In a way, it’s similar to Jonathan Maberry’s Flesh & Bone. It’s just a bridge between events. Our main character develops his personality. He grows as a person. But unlike Flesh & Bone, we don’t feel a palpable tension to the events that will unfold. We don’t feel the drama leveling up. We don’t fear for the characters because we know that they will be just fine. Because we already know what happens with The Quantum Prophecy. This book is more an explanation of how things change, more than an actual stand-alone story. And that is a point against Hunter.

And yet it’s a fun read. Wicked, and not just because the cover is green. So I don’t feel like I wasted my time reading this book.

I just wish there was more meat to it. I wish we spent more time building up to what happens after The Quantum Prophecy. Because, obviously, something big is coming up. The end of The Quantum Prophecy teased it. Stronger teased it. Hunter spells it out in the epilogue.

So why wasn’t there more to Hunter? Why did we have to spend so much time on an ultimately useless, albeit entertaining, chapter of Lance’s life as a circus worker?

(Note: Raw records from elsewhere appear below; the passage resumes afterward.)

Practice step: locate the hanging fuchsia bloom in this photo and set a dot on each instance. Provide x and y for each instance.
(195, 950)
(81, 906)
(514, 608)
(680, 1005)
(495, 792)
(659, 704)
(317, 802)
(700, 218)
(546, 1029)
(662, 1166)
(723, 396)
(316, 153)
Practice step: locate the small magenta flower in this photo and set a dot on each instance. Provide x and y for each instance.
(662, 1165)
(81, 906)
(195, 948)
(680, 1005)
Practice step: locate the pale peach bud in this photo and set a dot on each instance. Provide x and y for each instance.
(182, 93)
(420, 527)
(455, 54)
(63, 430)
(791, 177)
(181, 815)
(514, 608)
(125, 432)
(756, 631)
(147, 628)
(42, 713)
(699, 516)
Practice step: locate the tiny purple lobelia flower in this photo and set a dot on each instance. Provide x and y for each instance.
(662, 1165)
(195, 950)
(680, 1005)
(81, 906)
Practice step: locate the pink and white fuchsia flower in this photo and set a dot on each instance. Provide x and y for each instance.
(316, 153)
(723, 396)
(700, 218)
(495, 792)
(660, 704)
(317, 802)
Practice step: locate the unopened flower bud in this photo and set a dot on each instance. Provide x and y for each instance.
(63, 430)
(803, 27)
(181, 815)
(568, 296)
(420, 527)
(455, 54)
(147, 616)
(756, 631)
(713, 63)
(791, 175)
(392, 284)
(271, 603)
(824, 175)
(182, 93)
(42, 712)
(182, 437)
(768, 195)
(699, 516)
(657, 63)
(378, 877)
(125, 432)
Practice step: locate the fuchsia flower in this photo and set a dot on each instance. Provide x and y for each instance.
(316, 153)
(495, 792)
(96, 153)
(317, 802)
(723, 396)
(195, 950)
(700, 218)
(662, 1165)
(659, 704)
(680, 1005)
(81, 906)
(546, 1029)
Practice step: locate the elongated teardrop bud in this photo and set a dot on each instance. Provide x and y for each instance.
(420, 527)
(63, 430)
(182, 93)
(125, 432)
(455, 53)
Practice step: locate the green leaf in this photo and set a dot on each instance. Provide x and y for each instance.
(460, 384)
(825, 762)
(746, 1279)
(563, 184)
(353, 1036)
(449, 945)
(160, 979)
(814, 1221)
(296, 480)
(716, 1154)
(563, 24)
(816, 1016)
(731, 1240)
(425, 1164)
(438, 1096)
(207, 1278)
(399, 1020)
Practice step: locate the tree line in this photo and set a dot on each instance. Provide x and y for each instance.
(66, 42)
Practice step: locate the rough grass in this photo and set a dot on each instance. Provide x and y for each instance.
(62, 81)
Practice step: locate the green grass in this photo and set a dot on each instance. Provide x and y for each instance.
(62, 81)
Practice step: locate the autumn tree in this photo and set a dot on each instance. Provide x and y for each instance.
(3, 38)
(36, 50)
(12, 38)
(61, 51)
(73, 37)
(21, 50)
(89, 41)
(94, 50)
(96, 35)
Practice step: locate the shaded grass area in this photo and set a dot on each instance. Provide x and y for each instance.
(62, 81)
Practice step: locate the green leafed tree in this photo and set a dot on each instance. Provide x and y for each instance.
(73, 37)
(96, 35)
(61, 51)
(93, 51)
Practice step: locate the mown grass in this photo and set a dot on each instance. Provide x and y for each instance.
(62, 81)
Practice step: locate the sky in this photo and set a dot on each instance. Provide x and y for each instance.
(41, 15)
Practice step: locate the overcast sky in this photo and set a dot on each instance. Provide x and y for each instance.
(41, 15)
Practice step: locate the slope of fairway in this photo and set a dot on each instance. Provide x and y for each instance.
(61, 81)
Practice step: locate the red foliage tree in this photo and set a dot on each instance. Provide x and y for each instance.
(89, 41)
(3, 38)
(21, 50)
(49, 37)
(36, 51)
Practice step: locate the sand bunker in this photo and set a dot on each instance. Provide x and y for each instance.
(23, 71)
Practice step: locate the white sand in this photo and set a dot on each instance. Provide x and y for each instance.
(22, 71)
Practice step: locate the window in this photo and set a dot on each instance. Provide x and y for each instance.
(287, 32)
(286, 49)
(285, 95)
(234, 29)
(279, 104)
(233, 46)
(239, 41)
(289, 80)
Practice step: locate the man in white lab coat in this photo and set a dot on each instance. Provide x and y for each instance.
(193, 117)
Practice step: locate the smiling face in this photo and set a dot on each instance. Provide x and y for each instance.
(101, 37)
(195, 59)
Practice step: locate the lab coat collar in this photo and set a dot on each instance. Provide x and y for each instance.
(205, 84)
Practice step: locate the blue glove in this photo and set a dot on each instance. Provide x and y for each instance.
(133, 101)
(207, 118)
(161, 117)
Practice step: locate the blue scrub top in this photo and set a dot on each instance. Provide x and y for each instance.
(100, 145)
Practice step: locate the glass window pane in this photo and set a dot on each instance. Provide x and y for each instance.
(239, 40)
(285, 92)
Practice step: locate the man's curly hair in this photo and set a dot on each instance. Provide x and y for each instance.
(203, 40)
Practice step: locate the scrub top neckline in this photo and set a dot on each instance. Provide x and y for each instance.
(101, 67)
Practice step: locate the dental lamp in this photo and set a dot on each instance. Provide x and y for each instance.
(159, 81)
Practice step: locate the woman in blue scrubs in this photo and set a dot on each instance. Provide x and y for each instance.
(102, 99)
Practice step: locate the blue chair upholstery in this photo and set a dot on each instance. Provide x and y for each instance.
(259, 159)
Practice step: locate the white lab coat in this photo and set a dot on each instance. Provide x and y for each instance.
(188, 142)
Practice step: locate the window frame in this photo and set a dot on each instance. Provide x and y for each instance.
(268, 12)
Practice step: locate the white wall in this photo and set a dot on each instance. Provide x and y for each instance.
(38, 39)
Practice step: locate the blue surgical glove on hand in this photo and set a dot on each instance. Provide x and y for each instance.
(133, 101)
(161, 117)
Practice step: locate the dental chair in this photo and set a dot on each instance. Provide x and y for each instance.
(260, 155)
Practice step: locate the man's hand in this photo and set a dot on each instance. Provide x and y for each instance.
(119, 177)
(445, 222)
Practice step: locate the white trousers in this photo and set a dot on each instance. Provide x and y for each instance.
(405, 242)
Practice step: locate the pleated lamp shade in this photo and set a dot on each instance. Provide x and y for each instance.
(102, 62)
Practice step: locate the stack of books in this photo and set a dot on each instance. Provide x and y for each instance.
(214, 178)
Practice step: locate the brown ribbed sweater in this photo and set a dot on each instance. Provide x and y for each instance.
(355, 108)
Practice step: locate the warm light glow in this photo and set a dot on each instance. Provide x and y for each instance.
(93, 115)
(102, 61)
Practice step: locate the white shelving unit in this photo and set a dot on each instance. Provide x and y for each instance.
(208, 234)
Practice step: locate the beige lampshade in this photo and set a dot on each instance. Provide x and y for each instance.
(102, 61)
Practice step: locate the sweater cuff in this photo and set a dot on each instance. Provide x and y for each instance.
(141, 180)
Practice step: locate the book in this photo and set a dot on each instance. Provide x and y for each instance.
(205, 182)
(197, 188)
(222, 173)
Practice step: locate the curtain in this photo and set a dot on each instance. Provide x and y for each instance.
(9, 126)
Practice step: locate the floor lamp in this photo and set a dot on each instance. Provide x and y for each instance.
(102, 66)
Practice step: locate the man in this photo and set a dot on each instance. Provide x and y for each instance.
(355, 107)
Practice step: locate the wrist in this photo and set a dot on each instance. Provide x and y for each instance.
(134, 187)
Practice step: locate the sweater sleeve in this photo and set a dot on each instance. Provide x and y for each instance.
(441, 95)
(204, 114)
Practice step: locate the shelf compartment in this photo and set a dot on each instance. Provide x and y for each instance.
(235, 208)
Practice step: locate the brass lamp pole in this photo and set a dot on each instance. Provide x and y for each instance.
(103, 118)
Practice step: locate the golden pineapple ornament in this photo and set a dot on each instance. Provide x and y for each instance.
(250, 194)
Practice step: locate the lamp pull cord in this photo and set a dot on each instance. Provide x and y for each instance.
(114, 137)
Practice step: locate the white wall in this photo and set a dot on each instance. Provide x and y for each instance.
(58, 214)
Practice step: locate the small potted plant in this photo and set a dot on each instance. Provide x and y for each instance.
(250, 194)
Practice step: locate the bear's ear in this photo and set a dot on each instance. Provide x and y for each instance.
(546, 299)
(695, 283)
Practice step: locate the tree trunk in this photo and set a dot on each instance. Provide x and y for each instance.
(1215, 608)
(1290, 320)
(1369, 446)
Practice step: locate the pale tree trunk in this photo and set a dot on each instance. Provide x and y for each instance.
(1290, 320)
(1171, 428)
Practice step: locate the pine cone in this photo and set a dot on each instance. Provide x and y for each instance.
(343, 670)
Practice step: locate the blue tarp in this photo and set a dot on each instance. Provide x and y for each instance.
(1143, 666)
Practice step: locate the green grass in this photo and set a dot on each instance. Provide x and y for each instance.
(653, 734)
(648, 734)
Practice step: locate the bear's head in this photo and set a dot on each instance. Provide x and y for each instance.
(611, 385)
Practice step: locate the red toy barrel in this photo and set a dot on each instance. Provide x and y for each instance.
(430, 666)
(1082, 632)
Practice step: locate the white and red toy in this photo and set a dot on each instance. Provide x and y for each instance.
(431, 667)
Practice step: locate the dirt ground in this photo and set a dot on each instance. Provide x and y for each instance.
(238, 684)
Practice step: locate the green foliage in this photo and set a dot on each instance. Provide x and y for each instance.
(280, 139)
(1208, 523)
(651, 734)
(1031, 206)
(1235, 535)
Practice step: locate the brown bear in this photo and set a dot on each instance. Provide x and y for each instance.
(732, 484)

Was it wrong for Michael Carroll to turn Hunter into its own novel, instead of keeping it as flashbacks throughout the final book? We’ll find out for sure when said final book comes out.

In the meantime, I’ll stand by my stance that Hunter is wicked good. If only because it’s a fun book to read.

I couldn’t find more than one review online though, so you’ll have to make do with mine–and this guy’s (Judge-Tutor Semple) for you to make your mind up on whether you’re willing to give this book a chance.